Est-ce que les syndicats contribuent au chômage ?

Le syndicalisme est une chose tout à fait légitime. Selon Michel Kelly-Gagnon, de l’Institut Économique de Montréal [1] :

« Les syndicats peuvent rendre des services utiles à leurs membres, en plus de jouer leur rôle fondamental de protection et de représentation des intérêts des syndiqués auprès des patrons. D’un point de vue sociopolitique, les syndicats constituent une barrière entre l’État et les personnes et, en général, contribuent au pluralisme de la société. »

Des groupes de travailleurs devraient être libres de s’unir pour négocier ensemble leurs contrats de travail.
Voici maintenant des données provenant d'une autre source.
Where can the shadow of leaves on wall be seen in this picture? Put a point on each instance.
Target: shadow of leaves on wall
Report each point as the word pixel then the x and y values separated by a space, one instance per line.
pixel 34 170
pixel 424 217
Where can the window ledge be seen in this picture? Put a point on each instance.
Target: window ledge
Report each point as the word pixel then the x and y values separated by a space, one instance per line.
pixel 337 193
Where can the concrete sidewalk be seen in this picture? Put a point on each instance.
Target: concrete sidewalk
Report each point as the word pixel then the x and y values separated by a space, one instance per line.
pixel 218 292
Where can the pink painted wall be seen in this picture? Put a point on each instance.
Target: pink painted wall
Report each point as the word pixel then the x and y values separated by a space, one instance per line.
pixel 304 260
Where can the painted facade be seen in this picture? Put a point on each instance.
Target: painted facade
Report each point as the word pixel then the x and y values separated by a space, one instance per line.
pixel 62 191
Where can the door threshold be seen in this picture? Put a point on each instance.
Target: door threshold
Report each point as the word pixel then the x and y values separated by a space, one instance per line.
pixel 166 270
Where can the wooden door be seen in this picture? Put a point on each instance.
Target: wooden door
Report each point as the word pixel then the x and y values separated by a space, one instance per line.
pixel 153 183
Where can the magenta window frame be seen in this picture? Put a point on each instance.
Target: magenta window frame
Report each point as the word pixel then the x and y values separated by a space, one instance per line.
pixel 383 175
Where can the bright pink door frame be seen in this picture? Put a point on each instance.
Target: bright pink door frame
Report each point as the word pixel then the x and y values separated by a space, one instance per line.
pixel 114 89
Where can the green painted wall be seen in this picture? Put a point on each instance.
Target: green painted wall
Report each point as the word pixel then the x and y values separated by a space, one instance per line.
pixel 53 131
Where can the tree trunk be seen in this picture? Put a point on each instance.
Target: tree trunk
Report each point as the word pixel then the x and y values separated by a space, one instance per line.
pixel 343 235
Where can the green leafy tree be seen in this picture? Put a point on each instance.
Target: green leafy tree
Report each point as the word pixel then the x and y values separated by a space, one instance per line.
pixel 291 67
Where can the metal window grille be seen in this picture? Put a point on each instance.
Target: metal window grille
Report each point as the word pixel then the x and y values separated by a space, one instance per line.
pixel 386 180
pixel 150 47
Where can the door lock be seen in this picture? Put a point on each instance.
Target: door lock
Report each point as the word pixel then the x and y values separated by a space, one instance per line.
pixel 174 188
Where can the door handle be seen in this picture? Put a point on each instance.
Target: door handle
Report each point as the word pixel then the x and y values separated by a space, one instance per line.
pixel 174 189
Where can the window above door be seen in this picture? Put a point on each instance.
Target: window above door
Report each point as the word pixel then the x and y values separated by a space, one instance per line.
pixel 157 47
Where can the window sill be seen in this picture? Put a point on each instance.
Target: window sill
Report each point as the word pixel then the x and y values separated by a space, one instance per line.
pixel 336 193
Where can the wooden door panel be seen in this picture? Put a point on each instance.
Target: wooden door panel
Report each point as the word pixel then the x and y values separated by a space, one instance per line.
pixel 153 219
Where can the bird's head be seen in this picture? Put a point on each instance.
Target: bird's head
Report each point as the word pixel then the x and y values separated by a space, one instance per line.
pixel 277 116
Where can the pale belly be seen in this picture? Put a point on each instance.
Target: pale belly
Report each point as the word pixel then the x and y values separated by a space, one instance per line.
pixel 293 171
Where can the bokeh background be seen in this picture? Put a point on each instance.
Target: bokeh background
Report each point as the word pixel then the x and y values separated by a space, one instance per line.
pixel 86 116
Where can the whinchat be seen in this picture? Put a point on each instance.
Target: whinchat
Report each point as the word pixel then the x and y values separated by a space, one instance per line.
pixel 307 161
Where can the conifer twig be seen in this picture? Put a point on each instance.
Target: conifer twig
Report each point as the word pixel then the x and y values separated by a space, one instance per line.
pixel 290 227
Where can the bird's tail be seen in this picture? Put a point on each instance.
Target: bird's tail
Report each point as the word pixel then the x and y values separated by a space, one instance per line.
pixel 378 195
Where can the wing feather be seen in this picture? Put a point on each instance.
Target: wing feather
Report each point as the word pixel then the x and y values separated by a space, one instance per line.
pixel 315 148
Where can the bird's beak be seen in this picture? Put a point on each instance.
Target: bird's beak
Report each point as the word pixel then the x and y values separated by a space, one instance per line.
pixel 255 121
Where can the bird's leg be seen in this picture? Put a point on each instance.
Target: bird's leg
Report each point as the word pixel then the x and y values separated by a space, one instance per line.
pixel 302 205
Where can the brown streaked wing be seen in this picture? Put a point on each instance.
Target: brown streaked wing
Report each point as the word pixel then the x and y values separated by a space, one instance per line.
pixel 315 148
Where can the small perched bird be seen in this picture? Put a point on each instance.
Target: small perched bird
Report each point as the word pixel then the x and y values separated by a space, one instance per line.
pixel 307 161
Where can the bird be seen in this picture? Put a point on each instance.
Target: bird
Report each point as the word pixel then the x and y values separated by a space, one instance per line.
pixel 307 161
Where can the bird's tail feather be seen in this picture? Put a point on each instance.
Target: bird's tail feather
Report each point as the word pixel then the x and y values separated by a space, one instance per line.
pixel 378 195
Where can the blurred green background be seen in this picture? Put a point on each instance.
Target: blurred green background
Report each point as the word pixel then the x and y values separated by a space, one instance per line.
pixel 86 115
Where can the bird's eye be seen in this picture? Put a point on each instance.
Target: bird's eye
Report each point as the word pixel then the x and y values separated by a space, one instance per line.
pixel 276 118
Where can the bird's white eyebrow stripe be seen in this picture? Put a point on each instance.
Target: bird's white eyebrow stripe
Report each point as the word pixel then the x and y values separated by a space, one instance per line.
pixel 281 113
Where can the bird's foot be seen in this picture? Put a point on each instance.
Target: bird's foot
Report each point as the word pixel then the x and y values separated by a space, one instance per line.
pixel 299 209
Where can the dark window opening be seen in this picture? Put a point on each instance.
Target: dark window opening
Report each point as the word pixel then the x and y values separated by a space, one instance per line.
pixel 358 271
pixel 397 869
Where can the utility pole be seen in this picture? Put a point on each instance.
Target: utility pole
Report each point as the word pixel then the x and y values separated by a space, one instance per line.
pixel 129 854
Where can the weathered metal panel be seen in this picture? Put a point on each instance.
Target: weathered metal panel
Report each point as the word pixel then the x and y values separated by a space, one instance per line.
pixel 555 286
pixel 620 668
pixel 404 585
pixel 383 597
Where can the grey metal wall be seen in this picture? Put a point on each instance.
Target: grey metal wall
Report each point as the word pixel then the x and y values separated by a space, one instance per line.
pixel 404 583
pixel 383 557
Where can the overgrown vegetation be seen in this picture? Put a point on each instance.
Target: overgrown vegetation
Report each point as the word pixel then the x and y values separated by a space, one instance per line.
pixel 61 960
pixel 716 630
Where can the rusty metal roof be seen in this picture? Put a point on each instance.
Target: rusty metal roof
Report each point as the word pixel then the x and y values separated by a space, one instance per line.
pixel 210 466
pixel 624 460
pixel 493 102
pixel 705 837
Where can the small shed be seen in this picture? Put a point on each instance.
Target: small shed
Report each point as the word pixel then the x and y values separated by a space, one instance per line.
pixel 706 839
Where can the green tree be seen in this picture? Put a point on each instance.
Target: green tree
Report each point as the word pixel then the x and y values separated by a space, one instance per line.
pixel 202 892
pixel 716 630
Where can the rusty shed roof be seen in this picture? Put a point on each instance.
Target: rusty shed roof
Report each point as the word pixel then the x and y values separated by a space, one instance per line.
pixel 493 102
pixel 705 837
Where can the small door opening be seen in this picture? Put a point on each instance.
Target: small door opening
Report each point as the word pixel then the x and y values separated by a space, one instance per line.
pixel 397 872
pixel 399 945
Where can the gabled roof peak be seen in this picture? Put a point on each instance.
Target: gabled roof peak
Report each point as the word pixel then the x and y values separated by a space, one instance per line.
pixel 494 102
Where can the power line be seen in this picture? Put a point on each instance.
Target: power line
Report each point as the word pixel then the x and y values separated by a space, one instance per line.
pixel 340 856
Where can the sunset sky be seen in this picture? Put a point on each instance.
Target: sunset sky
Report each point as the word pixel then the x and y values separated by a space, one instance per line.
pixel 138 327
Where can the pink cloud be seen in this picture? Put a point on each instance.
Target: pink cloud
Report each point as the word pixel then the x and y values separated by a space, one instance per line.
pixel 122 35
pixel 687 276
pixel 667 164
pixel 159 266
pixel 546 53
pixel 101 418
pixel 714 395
Il est cependant dommage que, dans la plupart des pays, les travailleurs soient forcés à joindre un syndicat et à payer les cotisations qui vont avec, parfois contre leur gré. Le droit à la libre-association est effectivement disparu au Canada. Cette règle liberticide a conféré un pouvoir démesuré aux immenses centrales syndicales qui sont administrées comme de grosses corporations. Ils sont d’ailleurs d’importants contributeurs aux campagnes électorales et un groupe de pression très menaçant.

Ceci étant dit, le but principal des syndicats est d’utiliser leur pouvoir pour contraindre les employeurs à augmenter les salaires et les avantages sociaux plus qu’ils ne l’auraient fait autrement. Les études empiriques confirment généralement que les travailleurs syndiqués obtiennent des salaires plus élevés que les non syndiqués. Pour le Canada, elles estiment cet écart à 15 % en moyenne avec des variations selon les entreprises, les industries, les occupations et les caractéristiques des travailleurs. Pour les États-Unis, l’écart est estimé à 17 % en moyenne. [2]

À part les salaires plus élevés, les syndiqués obtiennent également plus d’avantages sociaux. Aux États-Unis, ces avantages sont évalués à $12,41 par heure travaillée pour les travailleurs syndiqués contre $6,38 pour les employés non syndiqués. Au Canada, 89% des travailleurs syndiqués ont des avantages sociaux sous une forme ou une autre alors que 64% seulement des travailleurs non syndiqués jouissent de tels avantages. [3]

Plus le coût de la main d’oeuvre est élevé, moins les employeurs en utilisent. Les augmentations salariales des travailleurs syndiqués s’obtiennent donc parfois en contrepartie d’une réduction de l’emploi et donc d’une augmentation du chômage. Lorsque les demandes des syndicats sont excessives, elles font augmenter les coûts de production de l’employeur et peuvent éventuellement l’amener en difficultés financières. Le cas de General Motors est un bon exemple de ce phénomène. En 2007-2008, le salaire horaire moyen des employés de GM/Ford/Chrysler était de $73 comparativement à $48 pour Toyota. [4] Après que l’entreprise eut fermé son usine d’Oklahoma City, elle fut forcée en vertu du contrat avec le syndicat de verser leur plein salaire à 2.300 employés alors que ceux-ci ne travaillent plus pour à l’usine ayant été licenciés ; un véritable boulet pour la compétitivité de l’entreprise. En 2005, le contrat de GM avec le syndicat United Auto Workers (UAW) lui coûtait $2.500 par voiture. À cette époque, GM réalisait une perte de $1.200 par véhicule alors que Toyota réalisait un profit de $2.000 par voiture. [5] Au fil des ans, GM a constamment perdu des parts de marché au profit de ses compétiteurs étrangers. La part de marché de GM est passée de 46% en 1980 à 35% en 1991 à 22% en 2008. La baisse de production qui s’en est suivie a été accompagnée de milliers de mises à pied. En 2008, GM a été sauvée de la faillite par le gouvernement américain qui l’a carrément nationalisée.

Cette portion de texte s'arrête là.